Would you do what duckduckgo did, which is to use some body else's index and ranking or would you just build your index from commoncrawl? How are Ecosia and Startpage.com able to stay profitable without doing either?
Does that mean we can have many niche search engines? Can we crawl CommonCrawl and build an index for less than $10K (what one individual can do out of pocket.)
I think my takeaway from the last 10 years, is that a lot of the info on websites that was by real people has disappeared and you have a lot of spammy blog and heavily commercial approaches. And, most of the real info has gone into facebook groups, quora, reddit comments, slack, twitter, and so on.
The problem is those are all closed-door eco-systems in a lot of ways, and the knowledge is hard to differentiate from the temporal messaging.
I think if I was going to approach this I would build software that users run, or browser add ons that lets user tag and save information in some type of format, and then that contributes to a knowledge search information.
For example, I am a member of several FB groups focused around specific expat groups for where I live. There are great pieces of wisdom and hard to find info in there. I'd love to with a chrome extension say save this and here is a little context (or if it could know that is great from formats).
Then try to figure out how to make that public and searchable.
- indie websites only (no news, no medium, no ecommerce, etc.), for those who want to find individuals who still maintain their own website, and say something interesting on it - low-size websites only, for people with very low bandwidth; anything above a certain size (e.g. 1Mb) and it doesn't get indexed - recipes (but there are some niche websites for this already) - websites with no ads on them (but this may conflict with your business model, if you have one) - websites focused on a certain geographic area (e.g. websites with information by, for, and about Texas, or Slovakia, or Buenos Aires) - websites with no javascript on them (for people who want to be able to turn off javascript, but don't have a good way of finding out which websites they can still use to get a particular piece of info)
Every time I repeat a search query and end up finding the answer in the same website I visited before I wish I marked that link as the 'definite answer'.
Next time I search for the same information the extension would point me directly to my previously marked link.
Maybe by letting people could subscribe to each other answers I could bootstrap better google. Developers seem a good initial target market. Students too...
Obviously, the easiest is to build on top of existing index. This in turn makes it a purely marketing play (DDG's marketing play is "privacy").
Here is one exploration of the following concept: search engine built on top of high quality sites only (as vetted by HN submission history)
https://cse.google.com/cse?cx=014479775183020491825:c2lrlzro...
Described in full here: https://news.ycombinator.com/item?id=21209358
Imagine instead you start writing out your ideas in natural form.
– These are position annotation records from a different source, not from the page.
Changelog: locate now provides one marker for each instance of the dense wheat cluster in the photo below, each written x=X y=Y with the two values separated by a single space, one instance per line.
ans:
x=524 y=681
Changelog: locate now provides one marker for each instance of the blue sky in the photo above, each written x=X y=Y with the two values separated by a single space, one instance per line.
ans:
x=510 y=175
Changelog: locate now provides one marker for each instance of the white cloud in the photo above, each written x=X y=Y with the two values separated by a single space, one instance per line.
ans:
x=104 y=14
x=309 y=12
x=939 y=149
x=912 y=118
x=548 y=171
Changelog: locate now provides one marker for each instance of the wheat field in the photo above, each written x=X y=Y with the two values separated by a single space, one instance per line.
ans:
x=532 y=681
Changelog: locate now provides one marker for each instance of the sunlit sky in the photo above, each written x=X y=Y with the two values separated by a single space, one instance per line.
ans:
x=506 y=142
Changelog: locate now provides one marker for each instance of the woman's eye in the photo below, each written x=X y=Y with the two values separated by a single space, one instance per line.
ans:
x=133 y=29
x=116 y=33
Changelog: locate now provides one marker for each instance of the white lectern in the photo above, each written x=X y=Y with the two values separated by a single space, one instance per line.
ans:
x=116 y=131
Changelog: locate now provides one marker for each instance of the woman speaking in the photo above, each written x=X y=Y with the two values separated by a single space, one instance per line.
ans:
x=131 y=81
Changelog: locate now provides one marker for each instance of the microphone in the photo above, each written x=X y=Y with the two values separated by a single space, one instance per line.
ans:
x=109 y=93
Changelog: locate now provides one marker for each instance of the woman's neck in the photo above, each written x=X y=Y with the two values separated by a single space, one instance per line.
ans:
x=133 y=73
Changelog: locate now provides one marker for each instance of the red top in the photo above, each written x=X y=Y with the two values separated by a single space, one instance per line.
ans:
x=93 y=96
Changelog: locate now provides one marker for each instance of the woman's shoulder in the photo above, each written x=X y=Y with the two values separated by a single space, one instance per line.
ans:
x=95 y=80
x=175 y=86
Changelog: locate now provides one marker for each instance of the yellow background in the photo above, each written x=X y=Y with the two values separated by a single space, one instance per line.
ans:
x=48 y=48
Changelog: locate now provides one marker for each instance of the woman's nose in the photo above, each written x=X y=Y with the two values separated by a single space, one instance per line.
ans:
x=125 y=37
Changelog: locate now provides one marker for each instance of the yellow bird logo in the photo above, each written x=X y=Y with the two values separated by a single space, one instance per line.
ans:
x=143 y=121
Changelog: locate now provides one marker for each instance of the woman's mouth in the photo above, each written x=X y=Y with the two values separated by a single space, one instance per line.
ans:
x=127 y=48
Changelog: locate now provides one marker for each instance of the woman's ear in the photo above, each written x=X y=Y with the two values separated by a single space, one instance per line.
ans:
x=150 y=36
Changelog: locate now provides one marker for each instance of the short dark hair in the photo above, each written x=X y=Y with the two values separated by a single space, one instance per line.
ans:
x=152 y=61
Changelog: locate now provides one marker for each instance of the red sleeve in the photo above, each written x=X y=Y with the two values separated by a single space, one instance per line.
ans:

Documents will appear that are relevant to your ideas, but with the goal of diversifying category. Instead of the top 100 results, you may just get minimal results per category.
As you continue to write the relevant documents get more constraint, but continue to attempt to maximize diversity.
I don't know if this work for everything, but would be interesting.
So I would start with a curated and crowdsourced first page results for the top x% of these knowledge based queries. With wikipedia like guidelines and moderation to ensure the quality of the sites mentioned is up to scratch coupled with an inbuilt feedback mechanism from people browsing. I think wikipedia has proven that while difficult, a scheme like this is indeed possible.
I also think you can start very niche and play with the results structure. For example, I like motorcycles and after years of browsing I have discovered the best places for reviews and information. Even just this use case could benefit from a better structure of results page and removal of all the spammy sites. The same goes for other niches like cooking & programming languages.
Same problem with niche search engines, unless they have some unique features/properties that Google doesn't have you are plainly better off with Google.
Google has a Monopoly on search, which looking at the market will hold up for the foreseeable future.
So unless you can offer a specific feature(set) for a niche or you just want to build it for the hell of it I wouldn't reccomend anyone to go into search engines.
I would probably go with what duckduckgo does but offer unique features that are usefull for one or more niches.